Page 1 of 1

sequential files - flush option?

Posted: Thu Jun 25, 2009 12:03 am
by jgreve
Is there a way to force a record by record flush for sequential files?
In c, I'd use fflush( seqfile );

I would like a better idea of the output rate - is it steady? bursty?
My job is buffering about 300 records between flushes,
and at 3 to 5 minutes per flush, that seems like a coarse
average.

I suppose get a better rate with a peek-stage and pulling time stamps
from the job log. *shrug* I'm just looking for ideas
("more than 1 way to do it" and all that).
John G.

Posted: Thu Jun 25, 2009 12:57 am
by ArndW
Buffering is always a tradeoff - by increasing the buffer sizes you also increase throughput but, in the case of failure, you will lose more data. Since DataStage jobs generally are all-or-nothing there is no benefit in force-writing data more frequently. But if you do require more frequent flushing to disk you can play with the APT settings for:

APT_BUFFER_MAXIMUM_MEMORY, APT_BUFFER_MAXIMUM_TIMEOUT, APT_BUFFER_DISK_WRITE_INCREMENT, APT_BUFFERING_POLICY

Posted: Thu Jun 25, 2009 10:35 am
by jgreve
Ahhh.
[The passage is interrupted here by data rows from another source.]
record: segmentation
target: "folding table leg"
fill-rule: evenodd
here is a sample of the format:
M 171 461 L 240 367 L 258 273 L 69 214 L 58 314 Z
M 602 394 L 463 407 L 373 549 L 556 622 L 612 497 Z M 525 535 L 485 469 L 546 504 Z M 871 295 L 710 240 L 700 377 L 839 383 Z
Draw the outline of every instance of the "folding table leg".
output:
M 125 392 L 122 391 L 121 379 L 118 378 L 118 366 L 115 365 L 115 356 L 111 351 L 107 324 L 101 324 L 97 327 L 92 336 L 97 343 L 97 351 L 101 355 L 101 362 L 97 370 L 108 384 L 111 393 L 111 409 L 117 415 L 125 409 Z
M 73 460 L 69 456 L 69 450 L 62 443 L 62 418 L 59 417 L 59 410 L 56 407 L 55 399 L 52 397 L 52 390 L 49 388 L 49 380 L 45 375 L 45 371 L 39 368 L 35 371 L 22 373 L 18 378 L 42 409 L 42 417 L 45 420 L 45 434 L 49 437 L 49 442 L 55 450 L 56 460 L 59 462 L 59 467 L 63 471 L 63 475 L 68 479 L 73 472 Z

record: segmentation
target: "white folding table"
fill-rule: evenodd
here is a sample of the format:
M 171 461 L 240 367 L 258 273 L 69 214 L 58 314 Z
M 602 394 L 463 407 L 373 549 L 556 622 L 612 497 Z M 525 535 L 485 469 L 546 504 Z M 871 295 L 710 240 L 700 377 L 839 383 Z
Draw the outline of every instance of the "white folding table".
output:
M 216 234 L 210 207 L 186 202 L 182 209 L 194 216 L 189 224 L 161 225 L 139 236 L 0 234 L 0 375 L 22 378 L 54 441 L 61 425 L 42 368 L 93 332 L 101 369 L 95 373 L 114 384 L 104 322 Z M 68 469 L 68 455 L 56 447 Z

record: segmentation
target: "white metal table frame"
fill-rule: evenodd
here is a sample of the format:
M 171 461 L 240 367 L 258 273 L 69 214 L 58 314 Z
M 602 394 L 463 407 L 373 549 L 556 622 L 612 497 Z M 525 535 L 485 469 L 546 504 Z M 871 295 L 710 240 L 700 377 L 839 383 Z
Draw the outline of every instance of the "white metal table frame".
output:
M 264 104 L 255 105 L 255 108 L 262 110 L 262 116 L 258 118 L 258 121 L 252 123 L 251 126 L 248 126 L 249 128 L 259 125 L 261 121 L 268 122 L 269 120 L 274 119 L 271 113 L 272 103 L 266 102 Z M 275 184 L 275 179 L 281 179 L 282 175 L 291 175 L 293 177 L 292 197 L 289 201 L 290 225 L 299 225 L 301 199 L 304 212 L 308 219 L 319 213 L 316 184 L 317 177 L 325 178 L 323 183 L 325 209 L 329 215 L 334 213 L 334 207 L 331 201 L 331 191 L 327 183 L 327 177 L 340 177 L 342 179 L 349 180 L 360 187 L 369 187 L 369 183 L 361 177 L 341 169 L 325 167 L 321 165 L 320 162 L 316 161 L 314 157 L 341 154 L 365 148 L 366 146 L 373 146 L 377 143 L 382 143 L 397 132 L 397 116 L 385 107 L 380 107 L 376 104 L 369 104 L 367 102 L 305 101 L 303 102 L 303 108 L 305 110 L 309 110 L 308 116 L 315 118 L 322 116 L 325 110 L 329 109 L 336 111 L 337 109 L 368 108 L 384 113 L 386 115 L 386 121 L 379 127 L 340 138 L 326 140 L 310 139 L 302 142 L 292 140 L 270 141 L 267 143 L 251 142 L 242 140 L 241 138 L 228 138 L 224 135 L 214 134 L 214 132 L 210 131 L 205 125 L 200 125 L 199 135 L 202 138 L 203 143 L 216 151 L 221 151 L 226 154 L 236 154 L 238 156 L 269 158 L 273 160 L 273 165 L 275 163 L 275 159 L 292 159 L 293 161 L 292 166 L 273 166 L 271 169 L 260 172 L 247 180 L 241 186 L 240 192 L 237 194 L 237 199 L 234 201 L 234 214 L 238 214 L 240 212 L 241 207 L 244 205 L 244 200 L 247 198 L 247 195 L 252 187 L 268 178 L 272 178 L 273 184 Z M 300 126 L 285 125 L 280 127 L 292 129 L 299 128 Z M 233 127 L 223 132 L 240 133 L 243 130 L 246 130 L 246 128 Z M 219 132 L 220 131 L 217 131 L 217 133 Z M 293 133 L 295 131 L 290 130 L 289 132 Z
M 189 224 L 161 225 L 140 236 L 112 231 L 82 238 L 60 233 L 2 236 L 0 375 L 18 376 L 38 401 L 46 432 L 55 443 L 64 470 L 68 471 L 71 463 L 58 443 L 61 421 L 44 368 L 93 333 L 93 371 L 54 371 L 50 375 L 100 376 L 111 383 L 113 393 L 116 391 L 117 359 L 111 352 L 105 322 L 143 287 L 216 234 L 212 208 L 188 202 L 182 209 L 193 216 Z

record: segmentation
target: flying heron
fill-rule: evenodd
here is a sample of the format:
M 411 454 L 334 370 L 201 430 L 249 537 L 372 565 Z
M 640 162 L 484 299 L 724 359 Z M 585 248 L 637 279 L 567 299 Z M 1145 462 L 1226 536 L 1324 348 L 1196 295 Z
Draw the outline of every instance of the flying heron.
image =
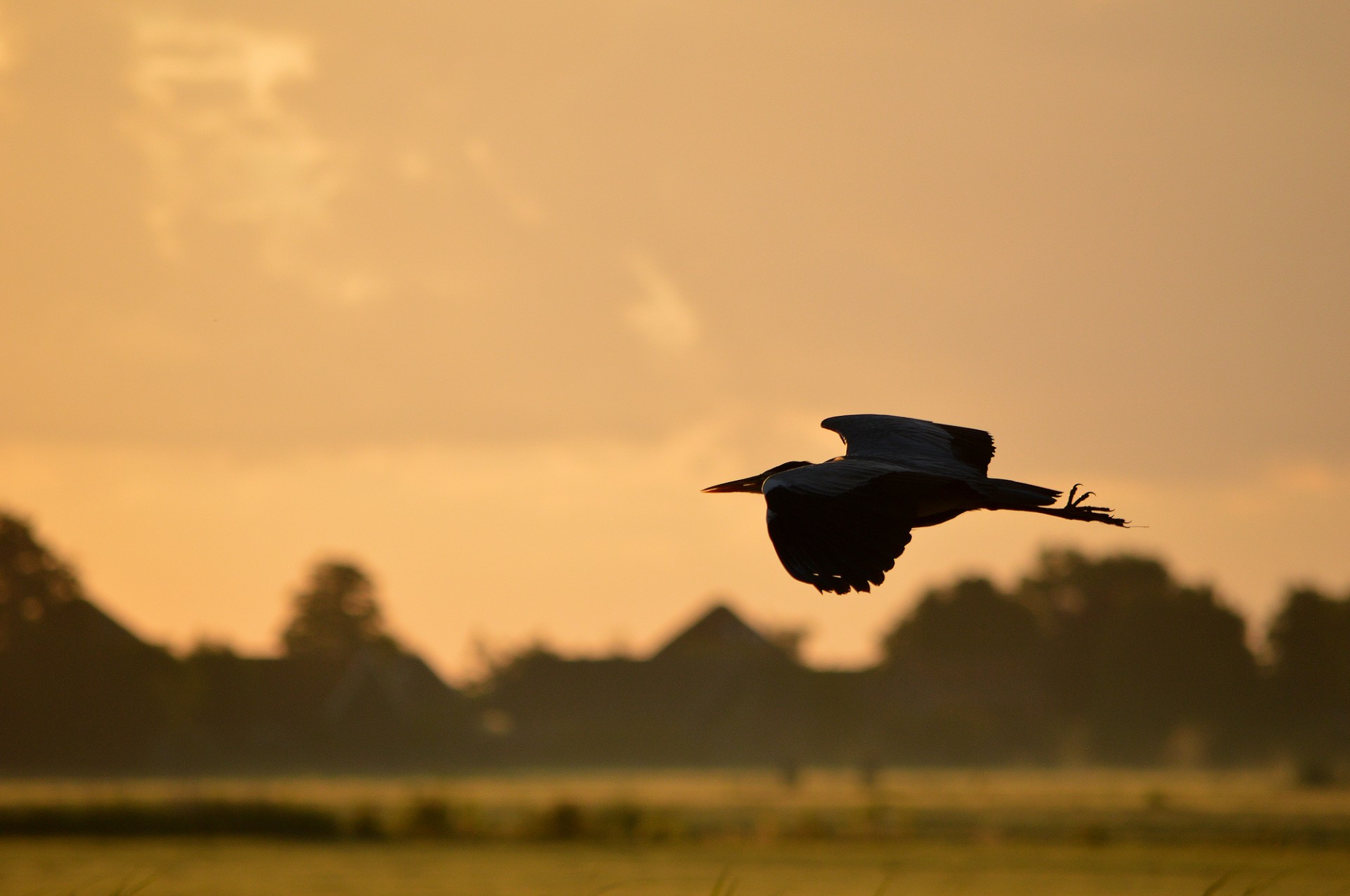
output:
M 753 491 L 768 505 L 768 537 L 798 582 L 848 594 L 882 584 L 910 542 L 910 530 L 967 510 L 1026 510 L 1064 520 L 1127 525 L 1094 493 L 1062 494 L 1011 479 L 990 479 L 994 437 L 983 429 L 911 417 L 848 414 L 821 421 L 846 445 L 825 463 L 790 460 L 757 476 L 703 491 Z

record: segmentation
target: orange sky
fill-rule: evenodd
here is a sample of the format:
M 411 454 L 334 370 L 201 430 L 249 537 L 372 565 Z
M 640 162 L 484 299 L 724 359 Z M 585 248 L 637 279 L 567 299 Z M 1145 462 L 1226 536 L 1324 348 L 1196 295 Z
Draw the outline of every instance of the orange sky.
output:
M 1350 5 L 0 0 L 0 505 L 148 637 L 355 557 L 452 673 L 709 595 L 861 661 L 919 587 L 1350 580 Z M 872 595 L 701 486 L 838 413 L 1148 529 L 968 514 Z

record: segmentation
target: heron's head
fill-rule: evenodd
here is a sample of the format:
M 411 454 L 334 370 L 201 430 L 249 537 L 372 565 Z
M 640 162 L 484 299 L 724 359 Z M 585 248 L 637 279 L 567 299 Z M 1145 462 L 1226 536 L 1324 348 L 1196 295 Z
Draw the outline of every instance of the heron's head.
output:
M 748 479 L 733 479 L 732 482 L 724 482 L 717 486 L 709 486 L 703 488 L 706 493 L 721 493 L 721 491 L 764 491 L 764 480 L 776 472 L 783 472 L 784 470 L 795 470 L 796 467 L 810 467 L 810 460 L 788 460 L 786 464 L 779 464 L 772 470 L 765 470 L 757 476 L 751 476 Z

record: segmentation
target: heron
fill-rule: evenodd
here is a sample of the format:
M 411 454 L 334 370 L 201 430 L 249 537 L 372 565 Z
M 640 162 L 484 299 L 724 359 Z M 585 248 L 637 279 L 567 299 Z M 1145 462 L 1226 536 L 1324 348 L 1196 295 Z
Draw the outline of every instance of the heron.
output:
M 821 421 L 845 453 L 824 463 L 790 460 L 747 479 L 703 488 L 749 491 L 768 505 L 768 537 L 798 582 L 819 592 L 871 591 L 895 567 L 910 532 L 967 510 L 1025 510 L 1061 520 L 1129 525 L 1095 507 L 1075 484 L 1062 491 L 991 479 L 994 437 L 983 429 L 890 414 L 846 414 Z

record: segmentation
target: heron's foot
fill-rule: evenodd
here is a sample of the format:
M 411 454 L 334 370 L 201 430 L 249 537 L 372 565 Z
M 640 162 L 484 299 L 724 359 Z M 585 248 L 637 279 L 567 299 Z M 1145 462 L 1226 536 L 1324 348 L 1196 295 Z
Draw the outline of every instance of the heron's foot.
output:
M 1076 482 L 1076 483 L 1073 483 L 1073 487 L 1069 488 L 1069 497 L 1064 502 L 1064 509 L 1065 510 L 1081 510 L 1084 513 L 1107 513 L 1107 514 L 1114 513 L 1111 510 L 1111 507 L 1094 507 L 1092 505 L 1084 503 L 1088 498 L 1091 498 L 1096 493 L 1095 491 L 1084 491 L 1080 495 L 1079 494 L 1079 488 L 1081 486 L 1083 486 L 1081 482 Z

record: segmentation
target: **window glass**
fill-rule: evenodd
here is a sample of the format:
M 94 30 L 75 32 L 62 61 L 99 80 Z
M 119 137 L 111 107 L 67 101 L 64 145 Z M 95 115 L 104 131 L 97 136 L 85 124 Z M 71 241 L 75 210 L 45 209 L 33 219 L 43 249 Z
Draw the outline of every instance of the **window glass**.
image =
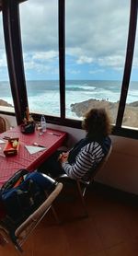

That helps my perspective.
Thank you!

I was focusing on designer seqfile options, like this:
  • Output->Properties->Source->File=xyz.dat
    Output->Properties->Source->ReadMethod=...
ArndW wrote:APT_BUFFER_MAXIMUM_MEMORY,
APT_BUFFER_MAXIMUM_TIMEOUT,
APT_BUFFER_DISK_WRITE_INCREMENT,
APT_BUFFERING_POLICY